The workforce furlough extension passed in the House of Assembly last year has been prolonged by another month and now lasts through the end of February, government announced.
The move again extends a decision reached last June, when the HOA passed the Labour Code Amendment Act, 2020, allowing for more flexibility in how long businesses can temporarily retain laid-off staff before providing severance pay.
The June bill, which was rushed through the House in one day, set a retroactive seven-and-a-half-month period for temporary layoffs beginning when cruise ships were barred from the territory on March 14 and ending Oct. 31.
Before the amendment, businesses could retain “temporarily” laid-off staff members for no more than three months before reemploying them or terminating them and paying severance, according to the government’s interpretation of the 2010 Labour Code.
In November, Natural Resources, Labour and Immigration Minister Vincent Wheatley announced that the extension would be prolonged until Jan. 31.
Now it has been pushed to the end of this month, according to the Labour Code (Extension of Severance Pay Period) Order, 2021, which was Gazetted Feb. 4.
Accordingly, businesses have until March 1 to either rehire or terminate their retained staff.
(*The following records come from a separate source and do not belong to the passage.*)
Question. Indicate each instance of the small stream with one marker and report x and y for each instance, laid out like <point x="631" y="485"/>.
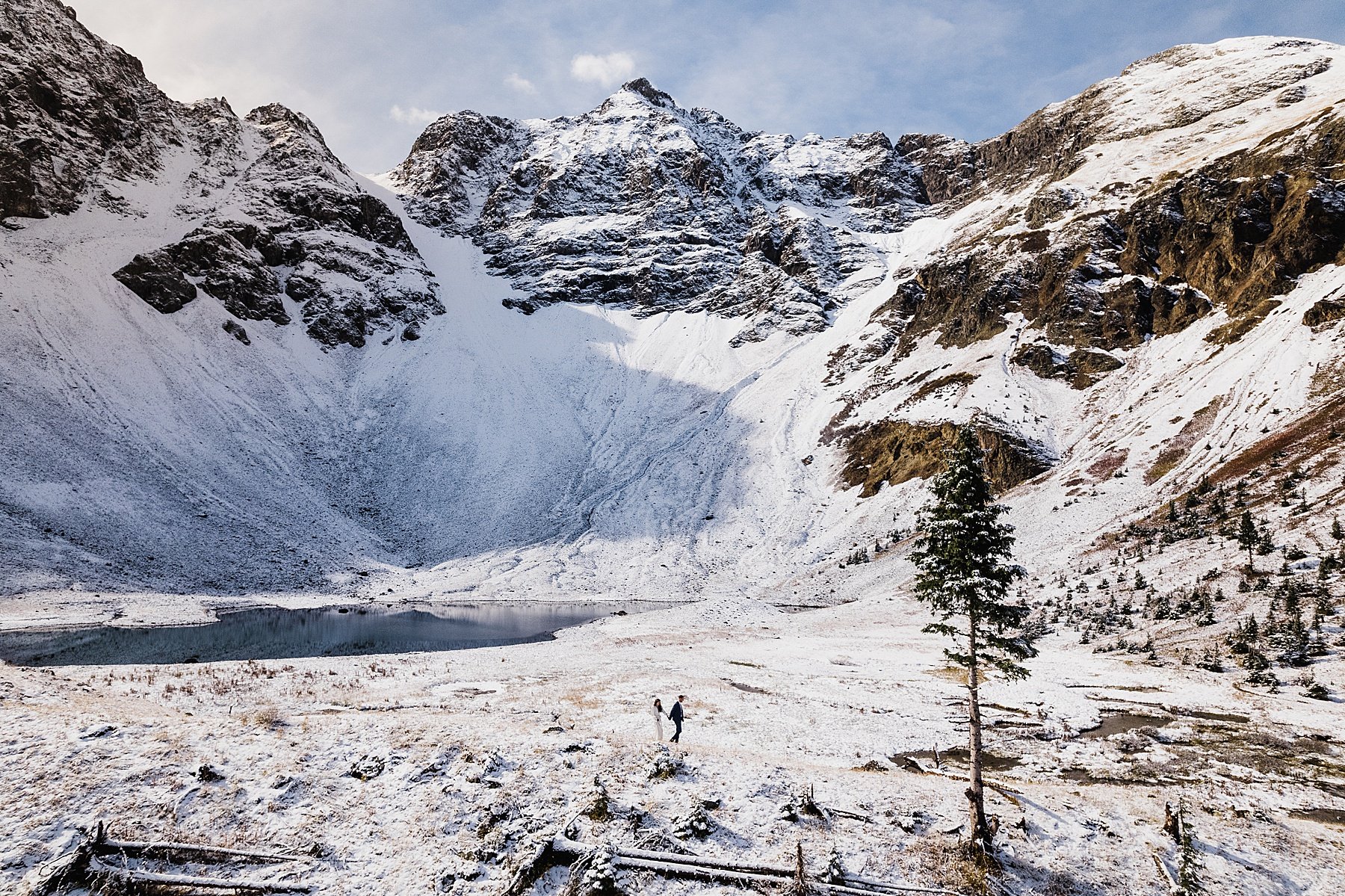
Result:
<point x="326" y="631"/>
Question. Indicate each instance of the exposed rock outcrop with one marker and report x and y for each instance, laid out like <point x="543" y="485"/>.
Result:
<point x="642" y="203"/>
<point x="896" y="451"/>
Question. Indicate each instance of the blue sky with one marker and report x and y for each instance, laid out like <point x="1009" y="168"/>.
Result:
<point x="373" y="73"/>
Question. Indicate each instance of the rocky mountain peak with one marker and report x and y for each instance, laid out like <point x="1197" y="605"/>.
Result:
<point x="72" y="107"/>
<point x="268" y="214"/>
<point x="642" y="87"/>
<point x="646" y="205"/>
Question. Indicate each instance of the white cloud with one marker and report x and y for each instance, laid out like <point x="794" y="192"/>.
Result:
<point x="521" y="84"/>
<point x="413" y="114"/>
<point x="605" y="70"/>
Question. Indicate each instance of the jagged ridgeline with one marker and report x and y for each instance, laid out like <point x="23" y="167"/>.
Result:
<point x="268" y="211"/>
<point x="1137" y="280"/>
<point x="646" y="205"/>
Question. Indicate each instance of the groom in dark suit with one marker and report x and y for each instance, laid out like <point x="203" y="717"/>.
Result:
<point x="675" y="714"/>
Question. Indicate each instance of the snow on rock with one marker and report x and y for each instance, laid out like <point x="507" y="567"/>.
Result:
<point x="646" y="205"/>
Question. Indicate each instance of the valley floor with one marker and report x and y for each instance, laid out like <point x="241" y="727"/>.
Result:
<point x="470" y="756"/>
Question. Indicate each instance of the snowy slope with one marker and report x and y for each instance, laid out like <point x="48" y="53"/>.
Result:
<point x="670" y="444"/>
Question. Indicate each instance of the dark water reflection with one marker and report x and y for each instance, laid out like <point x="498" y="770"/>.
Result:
<point x="329" y="631"/>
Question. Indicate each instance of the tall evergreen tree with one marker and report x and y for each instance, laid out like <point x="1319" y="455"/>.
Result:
<point x="963" y="557"/>
<point x="1247" y="536"/>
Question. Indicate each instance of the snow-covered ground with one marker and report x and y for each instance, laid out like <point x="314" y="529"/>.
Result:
<point x="482" y="748"/>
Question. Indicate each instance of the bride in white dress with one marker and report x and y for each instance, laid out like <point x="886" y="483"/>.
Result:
<point x="658" y="720"/>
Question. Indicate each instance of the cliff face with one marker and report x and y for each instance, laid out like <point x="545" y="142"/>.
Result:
<point x="646" y="205"/>
<point x="267" y="210"/>
<point x="658" y="330"/>
<point x="73" y="111"/>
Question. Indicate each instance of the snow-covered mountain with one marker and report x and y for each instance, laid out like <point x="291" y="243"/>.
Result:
<point x="640" y="350"/>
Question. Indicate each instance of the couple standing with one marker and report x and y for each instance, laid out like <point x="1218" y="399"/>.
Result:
<point x="674" y="714"/>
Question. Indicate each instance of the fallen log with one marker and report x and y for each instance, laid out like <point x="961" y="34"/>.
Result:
<point x="131" y="876"/>
<point x="168" y="848"/>
<point x="733" y="869"/>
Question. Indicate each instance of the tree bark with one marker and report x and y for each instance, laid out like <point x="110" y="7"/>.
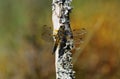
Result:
<point x="63" y="38"/>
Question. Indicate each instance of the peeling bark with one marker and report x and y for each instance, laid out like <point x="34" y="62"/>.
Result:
<point x="63" y="38"/>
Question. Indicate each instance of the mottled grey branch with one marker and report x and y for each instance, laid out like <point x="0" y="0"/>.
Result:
<point x="63" y="38"/>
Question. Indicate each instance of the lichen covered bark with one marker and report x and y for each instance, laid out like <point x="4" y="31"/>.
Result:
<point x="63" y="38"/>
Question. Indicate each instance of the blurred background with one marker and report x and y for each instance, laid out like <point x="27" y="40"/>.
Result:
<point x="26" y="39"/>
After that, they will have three months to pay severance to their employees unless another extension is granted.
When the original extension was debated in the HOA last June, legislators in favour argued that it benefitted businesses that didn’t want to lose experienced staff even though they couldn’t keep paying normal salaries during the pandemic.
Such businesses, they said, wouldn’t be faced with paying out severance packages to multiple terminated employees at a time when their budgets were already strained.
Advocates said the move also benefited employees who wanted to stay in the territory though temporarily out of work.
But critics including opposition member Julian Fraser (R-D3) warned that the extension could put employees in a bind if they don’t know if they will be rehired and don’t have the severance pay that would otherwise help them get a new start elsewhere.
Mr. Wheatley also promised last year that new comprehensive unemployment legislation would soon be coming to the HOA.
He has not recently provided unemployment statistics, but last June he said self-reported numbers showed that the tourism sector was hit hard: 337 companies reported that more than 4,000 jobs were affected by either reduced hours, pay cuts, layoffs or terminations, he said.